Kurt Weill’s Lost in the Stars to Receive West Coast Revival | Playbill

News Kurt Weill’s Lost in the Stars to Receive West Coast Revival The musical, about racism and apartheid in South Africa, hasn’t been seen in L.A. for over 60 years.
Lauren Michelle

The Los Angeles Chamber Orchestra, in association with CAP UCLA, will stage two presentations of Kurt Weill and Maxwell Anderson’s 1949 Broadway musical Lost in the Stars, last seen in L.A. in the 1950s. The musical, about racism and apartheid in South Africa, was revived on Broadway in 1971, and in 2011 at New York City Center as part of its Encores! series.

Jeffrey Kahane conducts the limited Los Angeles staging January 28 and 29 in the LACO Royce Hall.

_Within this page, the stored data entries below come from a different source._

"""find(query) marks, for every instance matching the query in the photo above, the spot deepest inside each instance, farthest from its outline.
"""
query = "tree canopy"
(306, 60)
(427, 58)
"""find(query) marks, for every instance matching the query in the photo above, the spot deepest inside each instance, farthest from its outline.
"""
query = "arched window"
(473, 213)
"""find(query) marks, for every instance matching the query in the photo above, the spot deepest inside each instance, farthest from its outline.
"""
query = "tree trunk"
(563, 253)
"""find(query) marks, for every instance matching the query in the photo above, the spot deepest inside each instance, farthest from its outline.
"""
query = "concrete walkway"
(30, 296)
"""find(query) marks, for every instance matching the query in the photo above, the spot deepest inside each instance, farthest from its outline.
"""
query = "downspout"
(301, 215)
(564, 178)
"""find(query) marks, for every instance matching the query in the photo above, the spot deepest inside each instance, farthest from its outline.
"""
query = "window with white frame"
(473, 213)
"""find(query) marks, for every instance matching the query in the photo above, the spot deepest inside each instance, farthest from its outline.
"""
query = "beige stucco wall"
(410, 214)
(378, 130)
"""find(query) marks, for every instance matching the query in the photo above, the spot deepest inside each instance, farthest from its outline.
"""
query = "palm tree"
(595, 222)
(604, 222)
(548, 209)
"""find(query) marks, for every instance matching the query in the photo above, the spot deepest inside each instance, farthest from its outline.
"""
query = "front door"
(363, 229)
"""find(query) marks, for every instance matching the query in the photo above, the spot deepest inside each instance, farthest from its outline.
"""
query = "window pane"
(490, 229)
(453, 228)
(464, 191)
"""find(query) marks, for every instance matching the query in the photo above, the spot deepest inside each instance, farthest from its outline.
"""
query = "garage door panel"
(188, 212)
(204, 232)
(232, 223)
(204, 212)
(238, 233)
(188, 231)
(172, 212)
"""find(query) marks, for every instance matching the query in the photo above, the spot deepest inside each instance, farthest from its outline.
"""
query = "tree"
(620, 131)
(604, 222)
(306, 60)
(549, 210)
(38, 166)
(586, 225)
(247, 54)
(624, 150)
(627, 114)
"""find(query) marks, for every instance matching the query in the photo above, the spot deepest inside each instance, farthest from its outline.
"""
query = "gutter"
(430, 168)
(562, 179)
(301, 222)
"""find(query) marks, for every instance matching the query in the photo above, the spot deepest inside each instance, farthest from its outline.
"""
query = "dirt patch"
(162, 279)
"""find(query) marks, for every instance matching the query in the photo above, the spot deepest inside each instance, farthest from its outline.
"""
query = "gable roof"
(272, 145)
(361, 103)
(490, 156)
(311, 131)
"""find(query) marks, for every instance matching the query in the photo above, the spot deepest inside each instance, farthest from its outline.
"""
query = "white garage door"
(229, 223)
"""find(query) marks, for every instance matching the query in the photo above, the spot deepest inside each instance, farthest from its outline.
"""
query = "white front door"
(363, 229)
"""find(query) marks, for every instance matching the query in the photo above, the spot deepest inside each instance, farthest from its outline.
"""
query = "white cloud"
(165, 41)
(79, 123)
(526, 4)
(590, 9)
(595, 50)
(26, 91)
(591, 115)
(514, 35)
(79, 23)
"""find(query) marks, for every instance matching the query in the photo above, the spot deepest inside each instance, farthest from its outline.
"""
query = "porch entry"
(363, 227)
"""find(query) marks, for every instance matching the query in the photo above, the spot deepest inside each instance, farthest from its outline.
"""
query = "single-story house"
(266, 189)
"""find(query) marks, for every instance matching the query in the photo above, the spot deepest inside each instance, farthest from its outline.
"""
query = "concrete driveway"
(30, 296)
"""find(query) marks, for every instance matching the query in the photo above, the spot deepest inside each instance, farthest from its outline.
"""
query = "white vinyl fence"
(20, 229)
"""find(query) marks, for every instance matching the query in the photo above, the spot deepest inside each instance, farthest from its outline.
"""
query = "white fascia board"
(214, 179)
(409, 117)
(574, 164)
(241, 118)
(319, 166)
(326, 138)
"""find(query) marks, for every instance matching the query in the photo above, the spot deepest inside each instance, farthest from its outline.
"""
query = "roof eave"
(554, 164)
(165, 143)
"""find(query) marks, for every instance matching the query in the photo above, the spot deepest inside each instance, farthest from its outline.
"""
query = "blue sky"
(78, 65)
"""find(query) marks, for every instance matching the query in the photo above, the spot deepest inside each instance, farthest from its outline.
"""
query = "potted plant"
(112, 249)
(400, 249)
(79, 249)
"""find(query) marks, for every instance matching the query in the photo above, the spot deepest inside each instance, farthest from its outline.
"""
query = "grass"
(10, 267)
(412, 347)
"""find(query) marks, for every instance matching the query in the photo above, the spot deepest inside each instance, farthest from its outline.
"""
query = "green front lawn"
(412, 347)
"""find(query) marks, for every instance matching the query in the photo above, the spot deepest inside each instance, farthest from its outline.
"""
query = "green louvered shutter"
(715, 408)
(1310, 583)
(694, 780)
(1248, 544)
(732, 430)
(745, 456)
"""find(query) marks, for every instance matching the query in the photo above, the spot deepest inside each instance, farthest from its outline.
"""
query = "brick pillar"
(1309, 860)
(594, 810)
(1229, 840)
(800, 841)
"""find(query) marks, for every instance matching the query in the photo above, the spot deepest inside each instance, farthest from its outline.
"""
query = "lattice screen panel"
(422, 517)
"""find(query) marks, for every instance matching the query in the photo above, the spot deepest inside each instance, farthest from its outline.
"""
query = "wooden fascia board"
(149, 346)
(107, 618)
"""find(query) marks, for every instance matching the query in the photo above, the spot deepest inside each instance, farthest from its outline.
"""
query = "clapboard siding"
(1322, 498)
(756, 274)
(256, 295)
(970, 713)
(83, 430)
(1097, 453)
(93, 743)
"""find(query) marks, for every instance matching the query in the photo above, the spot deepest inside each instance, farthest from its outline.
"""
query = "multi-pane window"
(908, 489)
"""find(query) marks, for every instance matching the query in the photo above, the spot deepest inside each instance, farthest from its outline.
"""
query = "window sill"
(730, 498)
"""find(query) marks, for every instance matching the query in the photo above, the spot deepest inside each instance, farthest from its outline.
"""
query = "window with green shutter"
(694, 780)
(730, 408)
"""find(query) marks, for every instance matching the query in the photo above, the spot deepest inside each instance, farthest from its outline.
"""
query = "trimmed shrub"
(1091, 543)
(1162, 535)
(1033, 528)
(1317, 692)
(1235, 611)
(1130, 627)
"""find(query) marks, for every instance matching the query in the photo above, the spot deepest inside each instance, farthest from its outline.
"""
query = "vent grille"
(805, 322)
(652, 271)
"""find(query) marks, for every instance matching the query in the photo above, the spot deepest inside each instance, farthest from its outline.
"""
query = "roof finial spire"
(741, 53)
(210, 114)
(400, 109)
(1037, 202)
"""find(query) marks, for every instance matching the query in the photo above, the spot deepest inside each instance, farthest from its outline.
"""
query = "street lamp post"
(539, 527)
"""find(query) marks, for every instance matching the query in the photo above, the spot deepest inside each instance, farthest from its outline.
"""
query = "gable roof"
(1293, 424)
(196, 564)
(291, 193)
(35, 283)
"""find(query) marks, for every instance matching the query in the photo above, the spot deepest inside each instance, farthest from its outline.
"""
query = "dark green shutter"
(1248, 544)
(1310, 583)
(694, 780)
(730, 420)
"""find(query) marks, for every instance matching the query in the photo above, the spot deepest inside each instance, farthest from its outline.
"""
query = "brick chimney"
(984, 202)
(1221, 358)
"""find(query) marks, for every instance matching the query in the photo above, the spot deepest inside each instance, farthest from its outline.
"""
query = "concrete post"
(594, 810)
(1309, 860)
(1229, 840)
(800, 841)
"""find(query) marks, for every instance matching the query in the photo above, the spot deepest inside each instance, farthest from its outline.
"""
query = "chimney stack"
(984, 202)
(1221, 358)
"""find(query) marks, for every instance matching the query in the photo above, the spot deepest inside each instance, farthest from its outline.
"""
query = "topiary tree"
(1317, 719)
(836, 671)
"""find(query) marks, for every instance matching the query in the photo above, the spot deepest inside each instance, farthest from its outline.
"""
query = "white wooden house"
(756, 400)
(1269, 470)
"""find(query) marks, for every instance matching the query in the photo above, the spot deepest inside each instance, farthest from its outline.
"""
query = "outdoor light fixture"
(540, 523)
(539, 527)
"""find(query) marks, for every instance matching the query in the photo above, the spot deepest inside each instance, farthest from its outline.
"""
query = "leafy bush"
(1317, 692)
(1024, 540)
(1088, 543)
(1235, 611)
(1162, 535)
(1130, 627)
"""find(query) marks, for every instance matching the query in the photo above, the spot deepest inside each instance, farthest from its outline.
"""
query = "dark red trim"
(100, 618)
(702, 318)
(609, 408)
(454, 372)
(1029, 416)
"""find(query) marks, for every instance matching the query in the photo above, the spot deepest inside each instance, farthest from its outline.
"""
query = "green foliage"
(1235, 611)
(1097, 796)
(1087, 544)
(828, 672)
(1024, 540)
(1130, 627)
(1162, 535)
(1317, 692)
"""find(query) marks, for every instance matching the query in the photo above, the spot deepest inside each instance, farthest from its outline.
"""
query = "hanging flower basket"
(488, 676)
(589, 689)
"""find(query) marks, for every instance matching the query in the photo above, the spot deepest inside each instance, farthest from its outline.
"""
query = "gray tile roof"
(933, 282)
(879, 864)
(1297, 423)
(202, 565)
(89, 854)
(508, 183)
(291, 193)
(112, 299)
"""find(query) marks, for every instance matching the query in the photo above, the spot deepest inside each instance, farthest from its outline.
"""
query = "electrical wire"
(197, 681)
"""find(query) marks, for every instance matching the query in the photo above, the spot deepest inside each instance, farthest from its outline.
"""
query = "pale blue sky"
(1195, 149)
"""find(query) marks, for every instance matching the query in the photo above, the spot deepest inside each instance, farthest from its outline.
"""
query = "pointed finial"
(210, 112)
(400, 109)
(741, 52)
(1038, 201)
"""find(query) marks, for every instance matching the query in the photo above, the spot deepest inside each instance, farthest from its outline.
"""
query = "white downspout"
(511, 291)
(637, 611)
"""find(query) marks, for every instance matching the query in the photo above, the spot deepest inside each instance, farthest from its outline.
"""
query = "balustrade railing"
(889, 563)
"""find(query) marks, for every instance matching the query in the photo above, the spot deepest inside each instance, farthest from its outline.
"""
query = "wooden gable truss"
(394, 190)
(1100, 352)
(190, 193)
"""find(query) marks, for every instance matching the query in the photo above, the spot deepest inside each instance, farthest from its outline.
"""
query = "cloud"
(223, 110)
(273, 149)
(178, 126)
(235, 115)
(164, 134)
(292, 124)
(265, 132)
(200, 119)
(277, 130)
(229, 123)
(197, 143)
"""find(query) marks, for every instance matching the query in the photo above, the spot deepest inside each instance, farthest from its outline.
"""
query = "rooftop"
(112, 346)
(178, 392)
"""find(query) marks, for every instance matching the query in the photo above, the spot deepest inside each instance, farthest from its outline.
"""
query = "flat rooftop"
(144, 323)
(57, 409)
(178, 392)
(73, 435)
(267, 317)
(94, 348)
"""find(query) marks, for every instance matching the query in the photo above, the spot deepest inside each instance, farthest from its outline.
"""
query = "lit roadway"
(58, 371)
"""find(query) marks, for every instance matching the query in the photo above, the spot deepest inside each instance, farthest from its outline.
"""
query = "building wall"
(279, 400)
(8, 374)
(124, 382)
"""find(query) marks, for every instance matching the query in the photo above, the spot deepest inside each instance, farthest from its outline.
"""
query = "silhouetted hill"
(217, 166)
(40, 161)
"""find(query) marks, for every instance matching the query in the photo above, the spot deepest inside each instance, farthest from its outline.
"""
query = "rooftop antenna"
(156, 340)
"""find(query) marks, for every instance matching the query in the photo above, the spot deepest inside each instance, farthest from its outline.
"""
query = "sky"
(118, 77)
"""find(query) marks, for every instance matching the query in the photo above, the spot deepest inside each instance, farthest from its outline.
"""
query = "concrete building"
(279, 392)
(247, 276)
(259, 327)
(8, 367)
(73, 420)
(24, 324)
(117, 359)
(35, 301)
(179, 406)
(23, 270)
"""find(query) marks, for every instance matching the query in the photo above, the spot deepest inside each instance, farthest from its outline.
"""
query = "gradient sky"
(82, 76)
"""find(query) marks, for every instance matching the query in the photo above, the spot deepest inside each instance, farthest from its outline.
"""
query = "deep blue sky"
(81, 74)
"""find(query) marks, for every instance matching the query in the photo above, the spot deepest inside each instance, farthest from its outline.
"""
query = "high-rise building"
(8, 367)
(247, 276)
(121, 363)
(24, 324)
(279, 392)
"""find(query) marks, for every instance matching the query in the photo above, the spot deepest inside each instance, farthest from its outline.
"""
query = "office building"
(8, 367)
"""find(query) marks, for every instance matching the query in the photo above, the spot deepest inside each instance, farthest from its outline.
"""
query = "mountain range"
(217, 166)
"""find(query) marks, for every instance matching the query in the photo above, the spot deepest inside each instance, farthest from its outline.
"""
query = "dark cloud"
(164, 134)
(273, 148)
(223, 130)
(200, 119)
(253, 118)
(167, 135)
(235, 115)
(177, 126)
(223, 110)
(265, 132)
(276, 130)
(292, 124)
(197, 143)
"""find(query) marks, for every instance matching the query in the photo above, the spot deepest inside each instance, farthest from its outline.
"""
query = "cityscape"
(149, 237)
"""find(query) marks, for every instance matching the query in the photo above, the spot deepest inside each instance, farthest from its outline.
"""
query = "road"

Justin Hopkins, Lauren Michelle, Issachah Savage, and Meloney Collins will star, and Anne Bogart, co-founder of the New York-based SITI Company, directs. Jonathon Heyward will be assistant conductor.

LACO, SITI Company, Albert McNeil Jubilee Singers, guest soloists and chorus are also featured in the production.

Weill’s final stage work features lyrics by Anderson and is based on Alan Paton’s novel Cry, the Beloved Country, about two South African families—one black and one white—brought together by a murder charge.